Cicero does not limit the application of duty to the public nor private sphere. He repeatedly emphasizes that one should conduct oneself in private just as they do in public. Lack of visibility does not, for Cicero, relinquish one's accountability.
"He who holds the highest good to have no connection to virtue, and measures it by his own advantage, not by honorableness…cannot cultivate friendship, justice, or liberality."
In contrast to the Epicureans, who believed that what brought physica pleasure constituted the highest good, Cicero believes that the highest good comes from virtue, or the mind. Virtuous actions adhere to hisprincipals of honorableness.

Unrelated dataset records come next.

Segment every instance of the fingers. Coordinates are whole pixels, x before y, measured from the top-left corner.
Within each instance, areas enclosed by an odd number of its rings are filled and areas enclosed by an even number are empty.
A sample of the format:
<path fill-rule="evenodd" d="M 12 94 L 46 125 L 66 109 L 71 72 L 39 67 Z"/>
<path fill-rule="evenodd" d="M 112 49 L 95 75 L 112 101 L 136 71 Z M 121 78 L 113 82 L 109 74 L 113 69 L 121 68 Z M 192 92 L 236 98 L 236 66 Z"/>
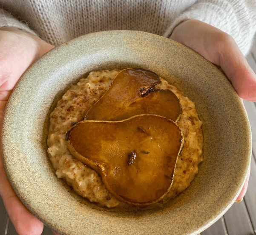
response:
<path fill-rule="evenodd" d="M 0 194 L 6 211 L 17 232 L 20 235 L 39 235 L 43 224 L 25 207 L 10 184 L 0 156 Z"/>
<path fill-rule="evenodd" d="M 250 172 L 248 173 L 248 175 L 246 177 L 246 179 L 245 179 L 245 182 L 244 182 L 244 184 L 243 186 L 243 188 L 241 191 L 240 192 L 240 194 L 237 197 L 237 198 L 236 200 L 236 202 L 240 202 L 244 198 L 244 196 L 245 195 L 245 193 L 246 193 L 246 191 L 247 190 L 247 188 L 248 187 L 248 182 L 249 182 L 249 178 L 250 177 Z"/>
<path fill-rule="evenodd" d="M 178 25 L 170 39 L 221 67 L 240 98 L 256 101 L 256 76 L 231 36 L 209 25 L 192 20 Z"/>
<path fill-rule="evenodd" d="M 7 101 L 16 84 L 33 63 L 53 47 L 25 31 L 10 27 L 0 29 L 0 128 Z M 43 224 L 16 195 L 6 173 L 1 156 L 0 194 L 19 235 L 41 234 Z"/>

"There is also another division of appropriate action: what is called a sort of 'ordinarily' appropriate action and an 'entirely' appropriate one."
An ordinarily appropriate action can be carried out by anyone who is relatively good, while an entirely appropriate action accounts for both honorableness and usefulness. For Cicero, a person capable of appropriate action conducts themselves according to virtue, which would prohibit them from ever making a disgraceful decision.

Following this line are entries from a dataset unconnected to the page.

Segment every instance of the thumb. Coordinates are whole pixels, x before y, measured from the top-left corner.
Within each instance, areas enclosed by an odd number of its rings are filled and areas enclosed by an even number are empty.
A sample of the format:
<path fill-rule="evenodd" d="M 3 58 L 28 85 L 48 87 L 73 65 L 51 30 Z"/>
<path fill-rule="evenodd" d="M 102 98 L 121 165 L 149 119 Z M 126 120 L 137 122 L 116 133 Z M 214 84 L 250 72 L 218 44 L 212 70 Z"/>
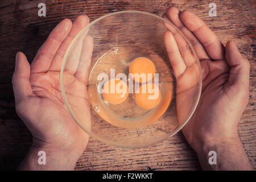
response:
<path fill-rule="evenodd" d="M 226 45 L 226 60 L 230 67 L 229 82 L 231 85 L 249 86 L 250 63 L 240 53 L 236 45 L 229 41 Z"/>
<path fill-rule="evenodd" d="M 30 66 L 22 52 L 16 54 L 15 68 L 13 75 L 13 88 L 16 102 L 32 94 L 30 82 Z"/>

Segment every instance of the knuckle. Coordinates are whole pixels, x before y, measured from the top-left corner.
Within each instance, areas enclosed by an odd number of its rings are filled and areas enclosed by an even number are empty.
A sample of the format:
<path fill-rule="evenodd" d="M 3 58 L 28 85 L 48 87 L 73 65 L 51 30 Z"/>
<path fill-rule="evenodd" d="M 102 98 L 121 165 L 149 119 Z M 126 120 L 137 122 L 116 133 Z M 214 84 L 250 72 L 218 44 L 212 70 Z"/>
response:
<path fill-rule="evenodd" d="M 15 110 L 18 115 L 22 114 L 23 110 L 24 109 L 24 101 L 18 101 L 15 104 Z"/>

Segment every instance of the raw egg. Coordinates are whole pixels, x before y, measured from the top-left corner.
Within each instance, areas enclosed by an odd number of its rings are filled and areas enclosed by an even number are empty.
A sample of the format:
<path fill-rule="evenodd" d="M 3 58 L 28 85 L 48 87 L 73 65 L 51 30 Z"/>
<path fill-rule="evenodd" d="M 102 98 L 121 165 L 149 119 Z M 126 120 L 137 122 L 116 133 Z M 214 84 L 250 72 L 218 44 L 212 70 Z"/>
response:
<path fill-rule="evenodd" d="M 150 85 L 149 88 L 148 85 Z M 156 85 L 152 83 L 144 84 L 136 91 L 135 100 L 136 104 L 141 108 L 151 109 L 159 104 L 161 100 L 161 93 Z"/>
<path fill-rule="evenodd" d="M 103 98 L 112 104 L 123 102 L 128 97 L 128 86 L 124 81 L 118 79 L 110 79 L 102 87 Z"/>
<path fill-rule="evenodd" d="M 140 83 L 147 82 L 154 77 L 155 67 L 149 59 L 139 57 L 134 59 L 130 64 L 129 73 L 133 75 L 133 78 L 134 81 Z M 148 73 L 151 74 L 151 76 L 148 76 Z M 146 79 L 142 78 L 143 76 Z"/>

"The beginning allotted by nature to every kind of living being is to protect its own life and body, avoid those things that seem likely to cause harm and seek out and provide for all those things that are necessary for life, such as food and shelter."

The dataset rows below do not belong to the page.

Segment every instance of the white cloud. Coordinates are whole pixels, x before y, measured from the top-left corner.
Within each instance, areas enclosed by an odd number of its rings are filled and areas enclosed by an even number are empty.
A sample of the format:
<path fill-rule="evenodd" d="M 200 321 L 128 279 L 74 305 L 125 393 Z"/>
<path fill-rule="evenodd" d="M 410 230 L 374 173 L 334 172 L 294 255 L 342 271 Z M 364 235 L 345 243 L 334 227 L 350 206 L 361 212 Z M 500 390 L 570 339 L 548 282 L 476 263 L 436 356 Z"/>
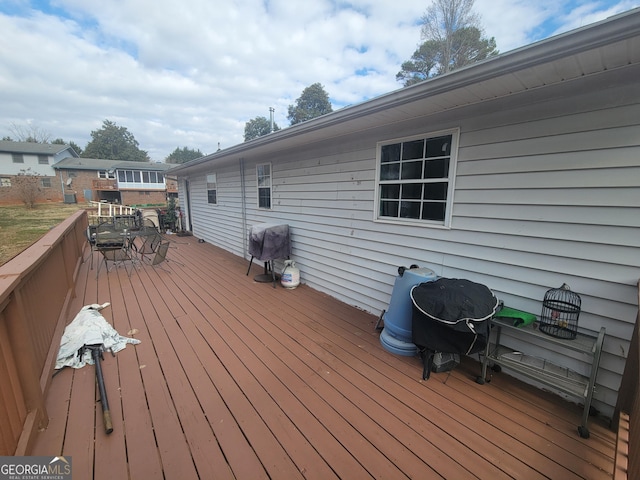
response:
<path fill-rule="evenodd" d="M 476 0 L 476 9 L 506 51 L 542 38 L 549 19 L 565 31 L 629 2 L 567 13 L 552 0 Z M 10 5 L 22 13 L 0 6 L 0 135 L 31 121 L 84 147 L 109 119 L 162 160 L 176 147 L 209 153 L 242 142 L 245 122 L 269 107 L 287 126 L 287 106 L 315 82 L 336 109 L 400 88 L 395 74 L 420 41 L 428 3 L 52 2 L 64 17 Z"/>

This is the most succinct definition that Cicero gives to what he refers to in the text as 'nature.' By this he means a kind of driving life force that compels all living creatures, including humans, to preserve their own lives.This desire drives all human decision-making. Cicero encourages his son, when making decisions, to weigh whether it will not only be useful in preserving or bettering his own life, but whether it will be honorable, and benefit the greater good.
"This same nature unites one human being to another in an association of language and life by the force of reason…it compels human beings to want to gather together and congregate, as well as participate in such assemblages."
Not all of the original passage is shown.